Frank , can you physically measure the spindle nut please.  My spindle is hollow with a  3/4 "  hole through it  & , it looks like it's  1 & 1/4 inch  across the threads not 3/4.

 The small grubs  fit OK thanks  

Dave


----------



## francist (Sep 24, 2018)

Sure can Dave. I physically measured it the first time as well but here it is in photograph so there's no confusion. This one is on my 618, and the one on my Craftsman 101.214 is the same size, and both just barely clear 1/2" through the spindle bore. The caliper is reading 0.742"


It sounds like your spindle is closer to what I have on the Atlas mill. I've made a collar for that one too, and I think the thread was 7/8" - 14. That one I cannot measure for you though, it's behind the gear plate for the Change-O-Matic and I'm not up to pulling it apart. 

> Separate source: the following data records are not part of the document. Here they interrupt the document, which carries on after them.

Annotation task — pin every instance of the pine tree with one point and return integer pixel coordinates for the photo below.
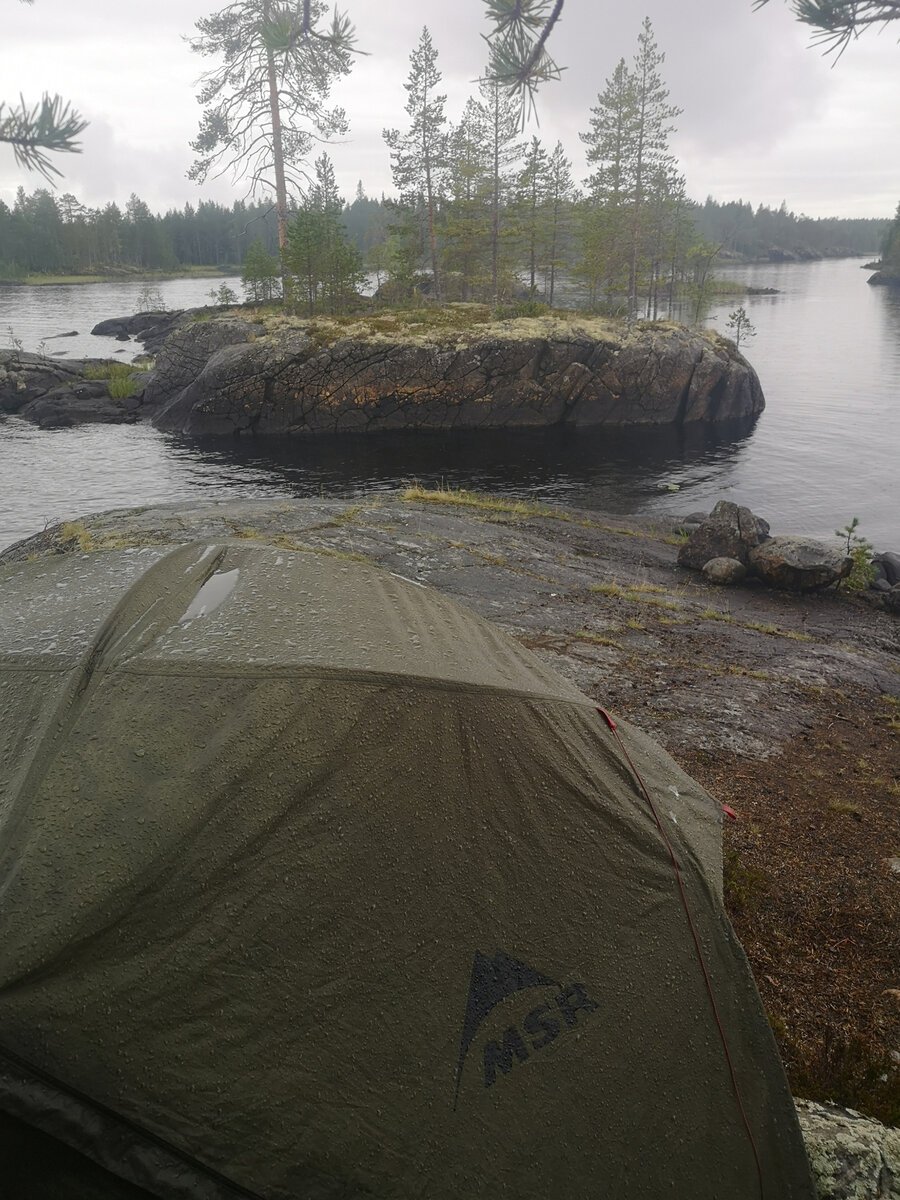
(51, 126)
(265, 103)
(558, 196)
(419, 156)
(652, 159)
(324, 268)
(533, 186)
(467, 213)
(501, 115)
(261, 275)
(628, 142)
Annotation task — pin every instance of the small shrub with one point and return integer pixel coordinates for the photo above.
(225, 295)
(150, 299)
(861, 552)
(119, 377)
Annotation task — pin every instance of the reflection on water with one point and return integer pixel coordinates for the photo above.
(825, 450)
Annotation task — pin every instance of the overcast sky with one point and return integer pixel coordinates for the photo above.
(766, 118)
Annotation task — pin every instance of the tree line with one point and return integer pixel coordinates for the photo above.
(481, 213)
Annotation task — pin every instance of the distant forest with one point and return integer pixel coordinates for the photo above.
(480, 214)
(58, 235)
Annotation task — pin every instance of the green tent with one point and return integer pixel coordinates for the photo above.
(315, 885)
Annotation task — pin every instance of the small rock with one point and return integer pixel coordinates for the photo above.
(724, 571)
(799, 564)
(729, 532)
(851, 1157)
(888, 568)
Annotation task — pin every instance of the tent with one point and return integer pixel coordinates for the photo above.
(315, 885)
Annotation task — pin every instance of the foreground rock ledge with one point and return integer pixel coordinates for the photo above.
(231, 376)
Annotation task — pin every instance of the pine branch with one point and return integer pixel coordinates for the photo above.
(837, 22)
(51, 126)
(519, 55)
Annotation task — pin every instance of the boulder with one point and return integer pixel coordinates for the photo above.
(289, 384)
(887, 567)
(24, 377)
(851, 1157)
(799, 564)
(729, 532)
(186, 352)
(724, 571)
(82, 403)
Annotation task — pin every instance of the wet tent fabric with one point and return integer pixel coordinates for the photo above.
(323, 887)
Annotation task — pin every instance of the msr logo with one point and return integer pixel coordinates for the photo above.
(492, 982)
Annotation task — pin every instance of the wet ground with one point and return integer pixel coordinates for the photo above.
(784, 707)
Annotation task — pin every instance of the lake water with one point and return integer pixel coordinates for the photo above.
(827, 448)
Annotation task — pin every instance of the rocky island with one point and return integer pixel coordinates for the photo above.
(257, 372)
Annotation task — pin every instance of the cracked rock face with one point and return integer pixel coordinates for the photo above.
(799, 564)
(221, 377)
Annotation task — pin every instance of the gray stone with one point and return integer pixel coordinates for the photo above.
(799, 564)
(724, 571)
(729, 532)
(285, 383)
(888, 568)
(187, 351)
(851, 1157)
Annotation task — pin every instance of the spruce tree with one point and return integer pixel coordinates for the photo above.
(419, 156)
(264, 103)
(501, 115)
(558, 199)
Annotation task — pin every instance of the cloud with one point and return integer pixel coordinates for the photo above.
(763, 115)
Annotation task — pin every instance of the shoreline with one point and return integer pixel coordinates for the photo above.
(35, 281)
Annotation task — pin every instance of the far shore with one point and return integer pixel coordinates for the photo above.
(195, 273)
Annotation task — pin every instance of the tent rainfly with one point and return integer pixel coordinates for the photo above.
(315, 885)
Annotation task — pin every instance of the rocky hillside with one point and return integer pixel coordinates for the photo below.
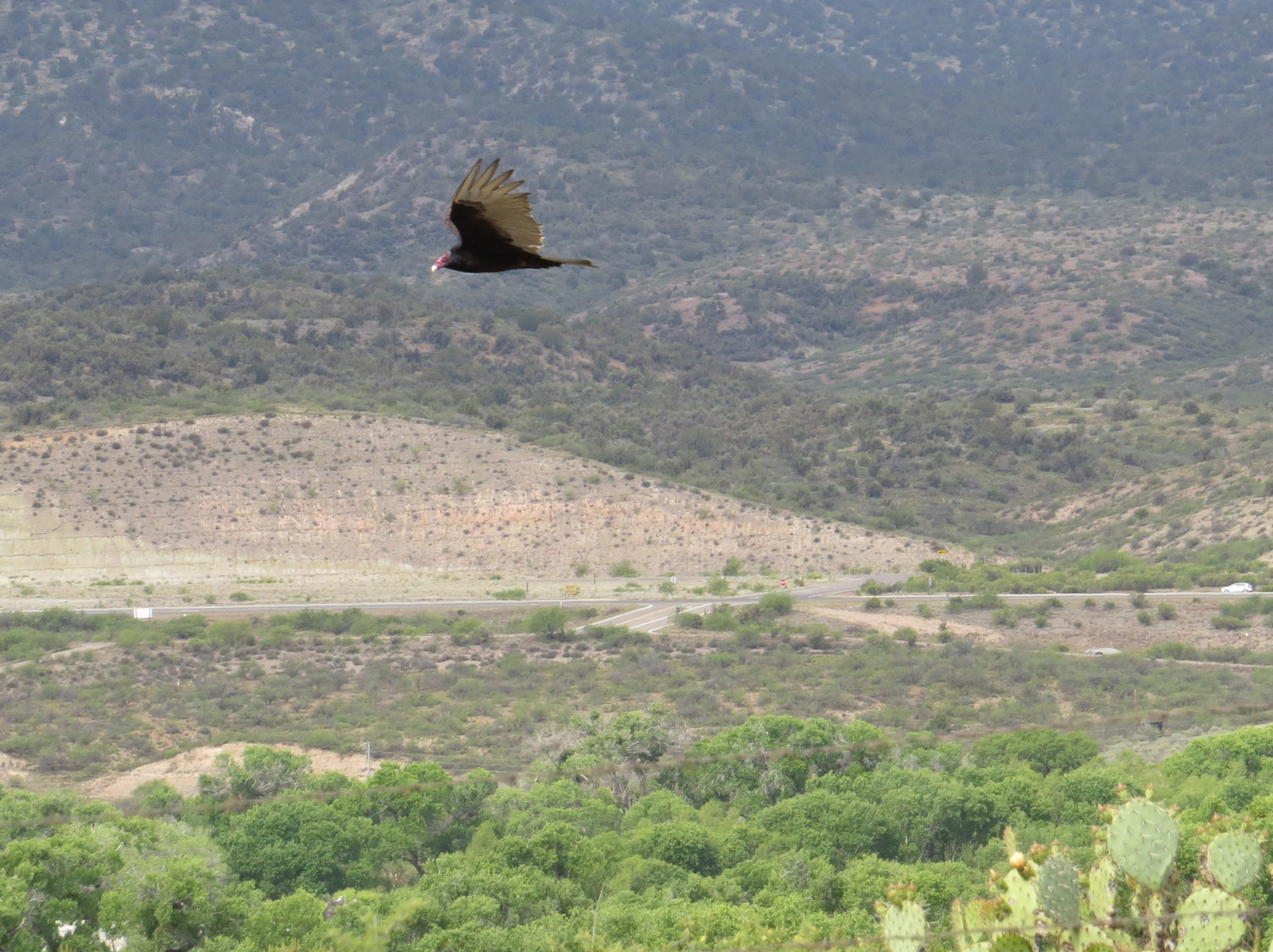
(351, 503)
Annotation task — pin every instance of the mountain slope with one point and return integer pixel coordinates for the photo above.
(170, 130)
(351, 504)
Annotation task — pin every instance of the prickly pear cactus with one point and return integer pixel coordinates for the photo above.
(1023, 899)
(1143, 840)
(1012, 944)
(1102, 890)
(904, 926)
(1058, 891)
(1234, 860)
(973, 923)
(1209, 921)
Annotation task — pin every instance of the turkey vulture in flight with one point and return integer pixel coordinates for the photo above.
(496, 227)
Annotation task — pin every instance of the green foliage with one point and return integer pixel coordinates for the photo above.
(1044, 750)
(777, 603)
(549, 623)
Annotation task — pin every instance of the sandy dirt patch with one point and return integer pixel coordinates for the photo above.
(182, 771)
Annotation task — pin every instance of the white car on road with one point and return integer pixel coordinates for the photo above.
(1239, 588)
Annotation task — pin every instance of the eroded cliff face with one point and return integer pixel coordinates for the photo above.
(310, 498)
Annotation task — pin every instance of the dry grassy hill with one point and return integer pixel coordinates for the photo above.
(331, 506)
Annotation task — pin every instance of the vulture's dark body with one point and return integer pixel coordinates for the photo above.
(496, 227)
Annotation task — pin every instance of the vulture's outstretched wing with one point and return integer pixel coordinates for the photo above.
(489, 214)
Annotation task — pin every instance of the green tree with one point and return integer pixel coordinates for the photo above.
(283, 845)
(550, 623)
(264, 771)
(1041, 748)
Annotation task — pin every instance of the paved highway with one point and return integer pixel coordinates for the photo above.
(648, 616)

Hope that helps more than hinders.

-frank


----------



## Round in circles (Sep 25, 2018)

Thanks Frank
It's deffo 1.25 accross the threads.
So it now looks like I will have to make my own retaining ring .I've spent seven or more hours trawling the internet for any UK or  European  site that might have what I want ready made to no avail.


----------



## Hoppes 9 (Sep 25, 2018)

Round in Circles- if you are referring to pn L2-682 collar Clausing has them in stock for $4.20..


----------



## Round in circles (Sep 26, 2018)

Thanks Hoppes


----------



## wa5cab (Sep 26, 2018)

I don't have a criss-cross chart for Part Number to application and don't know what L2-682 fits.  But I thought that David was talking about the threaded collar on the left end of the spindle.  Which is p/n 9-32 on all of the Atlas lathes except for the 6", which is M6-32.


----------